Esta não é a primeira vez que o Ecad é alvo de acusações no Sistema Brasileiro de Defesa da Concorrência (SBDC). Processos anteriores já questionavam o suposto monopólio exercido pelo escritório na arrecadação dos direitos de exploração musical. O ineditismo da investigação da SDE está no fato de, agora, o órgão estar sendo indiciado por um crime efetivo contra a concorrência. Basicamente, o raciocínio atual da equipe do Ministério da Justiça é de que o monopólio seria resultado de uma prática anticoncorrencial (cartel) e não porque a Lei de Direitos Autorais (5.988/73) definiu que a arrecadação caberia a uma única entidade, o Ecad.

A Lei nº 5.988 tem sido usada com frequência para justificar a concentração do mercado nas mãos do escritório, administrado por seis associações ligadas ao mercado musical – UBC, Socimpro, Abramus, Amar, SBacem e Sicam. De fato, a legislação estipula que os direitos pela exploração pública de músicas no Brasil devem ser arrecadados por um único escritório. A SDE investiga neste momento se realmente há um cartel formado pelas associações que controlam o escritório, que estaria conquistando e dominando o mercado e abusando dessa posição dominante por meio da fixação de preços considerados excessivos pelo órgão antitruste.

Ação da ABTA

A denúncia aceita pela secretaria foi apresentada pela Associação Brasileira de TV por Assinatura (ABTA), já que seus associados também fazem parte do rol de pagadores de direitos autorais sobre obras musicais.

O Ecad cobra linearmente 2,5% do faturamento bruto das operadoras de TV por assinatura pela exploração de músicas nesse ramo. A diferenciação dos perfis dos canais (de música, jornalísticos, esportivos, etc) serve apenas para a distribuição do total arrecadado pelo escritório.

Na denúncia apresentada, a ABTA sugere ainda de que a política de arrecadação praticada pelo Ecad também instigaria “negociações ilícitas”. Um exemplo desse tipo de negociação seria o pagamento de emissoras de rádios por artistas para que suas músicas sejam veiculadas mais vezes e, portanto, recebam um valor maior na distribuição dos direitos coletados pelo escritório. A prática ficou conhecida pelo jargão de “jabá”.

Cartel

O principal aspecto que será investigado é a polêmica tabela de preços fixada pelos associados que controlam o Ecad e o método usado para a fixação dessas cotas de cobrança. Na denúncia recebida, a ABTA acusa o escritório de praticar preços abusivos e desconectados da realidade do mercado. Na visão da SDE, há claro indício de que os preços cobrados pelo escritório têm potencial para causar dano à sociedade.

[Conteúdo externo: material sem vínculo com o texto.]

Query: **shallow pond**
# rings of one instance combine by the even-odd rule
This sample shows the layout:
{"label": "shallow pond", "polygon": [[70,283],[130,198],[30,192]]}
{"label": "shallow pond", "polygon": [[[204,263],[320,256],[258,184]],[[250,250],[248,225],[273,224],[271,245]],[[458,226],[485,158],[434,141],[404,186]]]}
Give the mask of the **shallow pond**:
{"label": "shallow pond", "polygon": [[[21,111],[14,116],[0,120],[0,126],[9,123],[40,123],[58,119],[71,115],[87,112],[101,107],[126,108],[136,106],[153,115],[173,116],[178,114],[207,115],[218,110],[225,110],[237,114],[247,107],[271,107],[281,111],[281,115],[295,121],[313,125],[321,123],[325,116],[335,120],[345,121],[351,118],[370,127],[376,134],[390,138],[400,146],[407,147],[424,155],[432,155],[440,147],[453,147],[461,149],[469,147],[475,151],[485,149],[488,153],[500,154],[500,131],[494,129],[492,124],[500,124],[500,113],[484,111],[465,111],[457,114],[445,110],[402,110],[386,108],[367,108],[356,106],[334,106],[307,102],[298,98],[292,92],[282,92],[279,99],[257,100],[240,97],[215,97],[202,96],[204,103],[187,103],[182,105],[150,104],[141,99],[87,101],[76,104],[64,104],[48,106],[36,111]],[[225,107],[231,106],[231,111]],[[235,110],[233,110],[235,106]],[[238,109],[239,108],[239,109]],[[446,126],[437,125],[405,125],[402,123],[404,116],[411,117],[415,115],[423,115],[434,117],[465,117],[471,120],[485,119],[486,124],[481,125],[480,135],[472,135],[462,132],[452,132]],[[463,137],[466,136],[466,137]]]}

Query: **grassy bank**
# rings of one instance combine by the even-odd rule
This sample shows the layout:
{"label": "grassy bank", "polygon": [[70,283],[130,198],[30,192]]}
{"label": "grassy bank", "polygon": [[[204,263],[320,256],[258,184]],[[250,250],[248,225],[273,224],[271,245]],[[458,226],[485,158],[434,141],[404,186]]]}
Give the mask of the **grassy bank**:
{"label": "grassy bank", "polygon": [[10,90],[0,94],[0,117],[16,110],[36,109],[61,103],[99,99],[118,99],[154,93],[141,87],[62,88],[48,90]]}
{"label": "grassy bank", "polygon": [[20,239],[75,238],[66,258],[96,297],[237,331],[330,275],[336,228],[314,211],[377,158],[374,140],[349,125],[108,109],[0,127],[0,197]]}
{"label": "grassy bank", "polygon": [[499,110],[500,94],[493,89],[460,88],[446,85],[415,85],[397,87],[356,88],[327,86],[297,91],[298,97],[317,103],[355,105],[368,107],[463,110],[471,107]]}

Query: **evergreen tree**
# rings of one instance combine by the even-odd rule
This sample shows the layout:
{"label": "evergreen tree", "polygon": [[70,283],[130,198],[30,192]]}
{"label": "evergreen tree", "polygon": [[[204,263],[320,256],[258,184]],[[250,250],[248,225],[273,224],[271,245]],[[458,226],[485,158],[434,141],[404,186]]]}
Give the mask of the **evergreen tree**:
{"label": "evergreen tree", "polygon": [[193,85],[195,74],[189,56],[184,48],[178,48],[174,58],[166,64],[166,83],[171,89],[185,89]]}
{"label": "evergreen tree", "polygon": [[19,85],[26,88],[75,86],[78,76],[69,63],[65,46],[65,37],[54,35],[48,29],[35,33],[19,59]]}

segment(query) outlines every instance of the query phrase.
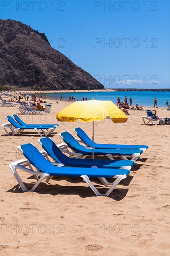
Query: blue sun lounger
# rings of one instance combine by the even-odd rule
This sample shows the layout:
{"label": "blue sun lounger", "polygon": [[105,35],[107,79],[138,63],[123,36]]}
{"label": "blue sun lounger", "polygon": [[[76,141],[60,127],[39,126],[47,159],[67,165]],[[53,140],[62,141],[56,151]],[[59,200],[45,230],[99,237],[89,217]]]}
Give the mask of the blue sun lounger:
{"label": "blue sun lounger", "polygon": [[[157,125],[159,124],[160,122],[160,120],[157,119],[157,117],[156,116],[155,112],[152,110],[150,110],[149,109],[147,109],[146,110],[147,116],[142,116],[142,120],[144,121],[144,123],[145,125],[148,124],[150,122],[152,123],[152,125],[154,125],[153,122],[156,122],[155,125]],[[147,120],[146,122],[145,119]]]}
{"label": "blue sun lounger", "polygon": [[[84,147],[69,132],[65,132],[59,134],[59,136],[63,139],[64,142],[72,149],[73,152],[79,154],[80,153],[82,155],[92,155],[92,148],[88,148]],[[111,160],[114,160],[112,156],[119,156],[122,159],[127,160],[126,156],[131,156],[132,160],[136,161],[139,156],[143,152],[143,150],[139,149],[95,149],[94,150],[94,155],[106,155]],[[69,154],[69,151],[68,154]]]}
{"label": "blue sun lounger", "polygon": [[22,120],[21,120],[21,119],[20,119],[20,117],[19,116],[18,116],[18,115],[13,115],[13,116],[14,118],[15,121],[17,122],[18,122],[21,125],[22,125],[22,126],[31,126],[31,127],[32,127],[32,126],[41,126],[41,127],[43,127],[44,126],[46,126],[46,127],[48,126],[48,127],[53,127],[53,126],[55,126],[56,127],[57,127],[57,126],[59,126],[58,124],[27,124],[27,123],[26,123],[24,122],[23,122],[22,121]]}
{"label": "blue sun lounger", "polygon": [[43,135],[40,133],[39,130],[41,130],[45,136],[47,136],[53,132],[56,128],[55,126],[53,127],[49,127],[47,125],[43,127],[37,126],[36,125],[34,126],[24,126],[18,123],[11,116],[6,116],[6,117],[9,122],[2,124],[2,126],[8,136],[9,136],[10,134],[8,132],[7,128],[9,128],[11,130],[12,133],[11,135],[15,135],[16,133],[20,133],[24,130],[34,130],[41,136],[43,136]]}
{"label": "blue sun lounger", "polygon": [[2,99],[0,99],[0,105],[2,107],[16,107],[18,106],[18,104],[17,103],[8,103],[5,100],[2,100]]}
{"label": "blue sun lounger", "polygon": [[[107,196],[120,182],[123,179],[125,179],[130,173],[129,170],[122,169],[106,169],[55,166],[31,143],[19,146],[18,148],[22,152],[26,159],[13,162],[9,165],[9,167],[23,191],[34,191],[43,179],[49,182],[53,176],[81,177],[97,195]],[[35,171],[34,168],[36,169]],[[26,189],[17,172],[18,169],[33,175],[36,178],[37,182],[31,189]],[[90,178],[94,177],[98,178],[105,187],[111,186],[106,193],[102,194],[96,188],[90,180]],[[106,180],[107,178],[115,178],[116,180],[113,183],[110,183]]]}
{"label": "blue sun lounger", "polygon": [[[71,158],[63,154],[50,138],[38,140],[45,150],[44,155],[49,155],[59,164],[71,167],[115,168],[131,169],[134,162],[131,160],[103,160],[100,159],[78,159]],[[42,153],[42,152],[41,152]]]}
{"label": "blue sun lounger", "polygon": [[[92,147],[92,141],[81,128],[78,128],[74,129],[78,136],[80,138],[81,142],[84,142],[87,147]],[[146,145],[124,145],[118,144],[98,144],[94,142],[94,148],[96,149],[98,148],[107,149],[113,148],[119,149],[141,149],[145,151],[148,148]]]}

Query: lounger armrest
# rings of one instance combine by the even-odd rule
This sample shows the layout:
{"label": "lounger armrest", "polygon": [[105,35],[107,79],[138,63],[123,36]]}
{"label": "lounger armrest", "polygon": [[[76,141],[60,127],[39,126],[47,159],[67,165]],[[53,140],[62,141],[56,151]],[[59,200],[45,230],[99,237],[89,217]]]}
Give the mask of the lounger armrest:
{"label": "lounger armrest", "polygon": [[64,149],[65,148],[69,148],[69,146],[68,145],[65,143],[61,143],[61,144],[59,144],[57,145],[59,148],[60,148],[61,149]]}
{"label": "lounger armrest", "polygon": [[72,158],[74,156],[75,158],[79,158],[81,156],[83,156],[83,155],[80,153],[71,152],[68,150],[65,150],[63,149],[61,149],[61,150],[63,153],[68,154]]}
{"label": "lounger armrest", "polygon": [[80,140],[80,139],[78,139],[78,138],[75,138],[75,137],[74,137],[74,139],[75,139],[75,140],[76,140],[76,141],[78,141],[79,142],[84,143],[84,142],[82,141],[81,140]]}

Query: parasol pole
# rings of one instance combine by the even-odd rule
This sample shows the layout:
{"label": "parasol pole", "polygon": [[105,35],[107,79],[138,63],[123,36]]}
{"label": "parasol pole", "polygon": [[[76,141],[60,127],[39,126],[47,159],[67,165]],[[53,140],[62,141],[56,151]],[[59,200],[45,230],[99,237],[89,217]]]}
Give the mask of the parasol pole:
{"label": "parasol pole", "polygon": [[92,137],[92,139],[93,141],[92,158],[94,159],[94,121],[93,121],[93,135]]}

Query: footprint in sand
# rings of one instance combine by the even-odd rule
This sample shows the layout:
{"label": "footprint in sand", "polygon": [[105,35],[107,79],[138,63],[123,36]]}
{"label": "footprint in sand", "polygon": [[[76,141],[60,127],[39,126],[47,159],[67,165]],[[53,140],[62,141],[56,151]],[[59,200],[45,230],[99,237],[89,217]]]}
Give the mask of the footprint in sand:
{"label": "footprint in sand", "polygon": [[89,244],[85,246],[85,249],[88,251],[98,251],[103,249],[103,247],[98,244]]}
{"label": "footprint in sand", "polygon": [[162,207],[162,208],[165,208],[165,209],[170,209],[170,205],[169,204],[166,204],[166,205],[163,205]]}
{"label": "footprint in sand", "polygon": [[30,208],[29,207],[27,207],[27,208],[20,208],[20,209],[22,210],[22,211],[26,211],[26,210],[37,210],[38,209],[37,209],[36,208]]}

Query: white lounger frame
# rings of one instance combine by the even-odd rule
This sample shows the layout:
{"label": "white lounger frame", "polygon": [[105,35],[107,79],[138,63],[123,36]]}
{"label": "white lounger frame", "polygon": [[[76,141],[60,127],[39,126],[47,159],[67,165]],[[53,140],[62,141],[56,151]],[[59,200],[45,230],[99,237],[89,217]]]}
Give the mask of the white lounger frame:
{"label": "white lounger frame", "polygon": [[[59,136],[61,137],[61,138],[63,140],[63,137],[62,136],[60,133],[59,134]],[[75,152],[72,149],[72,148],[70,148],[66,144],[62,143],[58,145],[58,147],[61,149],[61,150],[62,152],[65,153],[66,154],[68,154],[72,157],[75,157],[76,158],[85,158],[86,156],[87,156],[87,155],[83,155],[82,154]],[[86,148],[92,149],[92,148],[86,147]],[[71,150],[72,152],[69,151],[68,148],[69,148],[69,149]],[[114,159],[113,158],[113,156],[111,154],[107,154],[105,155],[106,156],[107,156],[107,157],[109,159],[111,159],[111,160],[114,160]],[[137,159],[138,158],[140,155],[140,154],[138,153],[133,154],[133,155],[131,155],[131,157],[132,157],[131,160],[132,160],[135,162],[137,160]],[[125,155],[118,155],[118,156],[119,156],[120,158],[123,160],[129,160],[127,158],[127,156]]]}
{"label": "white lounger frame", "polygon": [[[42,146],[42,143],[41,143],[41,141],[39,139],[38,140],[38,141],[39,143],[39,144]],[[67,145],[66,145],[65,144],[64,144],[64,143],[59,144],[59,145],[57,145],[57,146],[60,149],[61,151],[65,152],[65,151],[63,150],[61,150],[61,147],[65,147],[65,146],[68,147]],[[48,154],[47,152],[46,152],[45,150],[41,150],[41,153],[44,155],[44,156],[45,156],[47,159],[47,160],[48,160],[50,162],[50,159],[49,159],[49,157],[48,157],[48,156],[49,155]],[[72,153],[71,153],[71,152],[69,152],[69,153],[70,153],[70,154],[72,154],[72,157],[71,158],[72,158]],[[69,154],[69,153],[68,153],[67,151],[66,151],[66,153]],[[75,153],[73,153],[73,154],[75,154]],[[79,154],[79,153],[77,153],[77,154]],[[80,155],[81,155],[80,156],[83,155],[82,154],[80,154]],[[75,157],[75,158],[82,158],[82,157],[78,157],[77,156],[76,157]],[[53,159],[53,160],[55,161],[54,159]],[[57,163],[57,162],[55,162]],[[65,166],[65,165],[63,163],[62,163],[62,165],[63,165],[63,166]],[[68,166],[67,166],[67,167],[68,167]],[[93,165],[93,166],[92,166],[91,168],[98,168],[98,167],[96,165]],[[113,167],[113,168],[114,168],[114,167]],[[119,169],[126,169],[126,170],[130,170],[131,168],[131,165],[128,165],[128,166],[122,166],[121,167],[120,167],[120,168],[118,168]]]}
{"label": "white lounger frame", "polygon": [[[20,132],[23,132],[23,131],[26,129],[17,128],[13,126],[10,122],[2,124],[2,126],[8,136],[13,136],[14,135],[15,135],[15,134],[16,134],[17,133],[19,134]],[[34,128],[33,129],[35,130],[35,131],[36,131],[39,134],[39,136],[40,136],[41,137],[43,137],[43,135],[42,135],[39,132],[39,130],[40,130],[43,133],[43,134],[46,137],[48,135],[49,135],[50,134],[51,134],[52,132],[54,131],[54,130],[57,127],[57,126],[54,126],[54,127],[50,128],[48,129],[37,129],[37,128]],[[9,128],[11,130],[11,131],[12,132],[12,134],[10,134],[8,133],[7,128]],[[30,129],[29,129],[28,130],[30,130]],[[33,129],[31,130],[33,130]]]}
{"label": "white lounger frame", "polygon": [[[154,118],[152,118],[151,117],[150,117],[150,116],[142,116],[143,121],[144,121],[144,123],[145,125],[147,125],[150,122],[152,123],[152,125],[157,125],[159,123],[160,120],[159,119],[154,119]],[[145,122],[144,119],[146,119],[148,121],[147,122]],[[154,124],[153,122],[156,122],[156,123]]]}
{"label": "white lounger frame", "polygon": [[[23,152],[23,150],[21,148],[20,146],[18,147],[18,148]],[[53,164],[56,165],[56,163],[53,163]],[[47,173],[43,173],[38,170],[36,171],[33,170],[31,163],[26,158],[13,162],[11,163],[9,166],[16,179],[18,182],[20,186],[24,192],[33,191],[43,180],[46,179],[46,182],[48,182],[53,177],[53,176],[51,176]],[[58,166],[62,166],[62,164],[60,164],[58,165]],[[27,168],[28,167],[29,167],[30,168]],[[31,189],[26,189],[17,171],[17,169],[27,172],[31,175],[33,175],[34,176],[37,180],[37,182]],[[116,180],[112,183],[108,182],[105,178],[98,178],[105,187],[108,187],[109,186],[111,186],[108,190],[107,190],[106,193],[104,194],[101,194],[95,188],[94,185],[92,184],[92,182],[90,180],[89,177],[88,176],[86,175],[82,175],[81,176],[83,180],[88,184],[96,195],[104,195],[105,196],[108,196],[108,195],[110,195],[110,194],[115,189],[115,187],[120,182],[122,179],[126,178],[126,176],[127,176],[125,174],[116,175],[113,177],[113,178],[115,178]]]}

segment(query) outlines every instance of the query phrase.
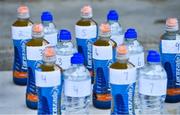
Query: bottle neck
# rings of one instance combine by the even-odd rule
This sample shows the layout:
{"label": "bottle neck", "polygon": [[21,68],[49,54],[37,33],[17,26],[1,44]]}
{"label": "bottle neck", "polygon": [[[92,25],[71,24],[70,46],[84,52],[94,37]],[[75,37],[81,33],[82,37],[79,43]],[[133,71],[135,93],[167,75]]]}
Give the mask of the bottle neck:
{"label": "bottle neck", "polygon": [[52,21],[42,21],[42,24],[44,26],[49,26],[50,23],[52,23]]}
{"label": "bottle neck", "polygon": [[116,59],[117,59],[117,62],[125,64],[125,63],[128,63],[129,57],[127,54],[126,55],[118,55]]}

Caso seja condenado, o Ecad e as associações que o controlam podem ser multados em até 30% de seu faturamento bruto.

A discussão que agora será levantada pela SDE traz fatores que podem gerar um desfecho diferente do atingido por outras ações contra o Ecad. Por duas vezes o Conselho Administrativo de Defesa Econômica (Cade) inocentou o escritório em denúncias de abuso de poder econômico. Em uma das vezes, o Cade arquivou o processo por entender que o tema “direitos autorais” não faz parte do escopo da defesa da concorrência. Na outra, o tribunal concorrencial não constatou o abuso denunciado.

A diferença do processo atual é que, desta vez, há uma verificação clara da existência de indícios de uma prática anticoncorrencial efetiva, que vai além do fato de o Ecad ser monopolista no mercado de arrecadação. A secretaria entende que o monopólio exercido pelo escritório realmente é legítimo, mas que haveria problemas na condução do órgão pelas associações com perfil típico de cartelização.

Onde está o problema

Na prática, o abuso de poder e impedimento à entrada de novos concorrentes estariam em prováveis barreiras à constituição de novas associações representativas de artistas e outros beneficiários dos direitos autorais recolhidos. Além disso, a existência de um monopólio legal do Ecad não daria o direito às associações que o controlam de fixar preços iguais para a cobrança dos direitos, como ocorre hoje.

O Ministério da Cultura, em sua manifestação prévia no processo, também demonstrou desconforto com a política adotada atualmente pelo Ecad. Para o Minc, é incompreensível a tabela fixada pelas associações, pois o sistema desconsidera as peculiaridades de cada uma das obras musicais.

Na interpretação inicial da SDE, apresentada em nota técnica, os responsáveis pela investigação são incisivos em dizer que o método aprovado pelas associações pode afetar concretamente as relações comerciais nesse mercado. “Há fortes indícios nos autos de que a prática investigada cause significativas distorções econômicas no mercado, prejudicando o bom funcionamento das forças de demanda e oferta”, analisam.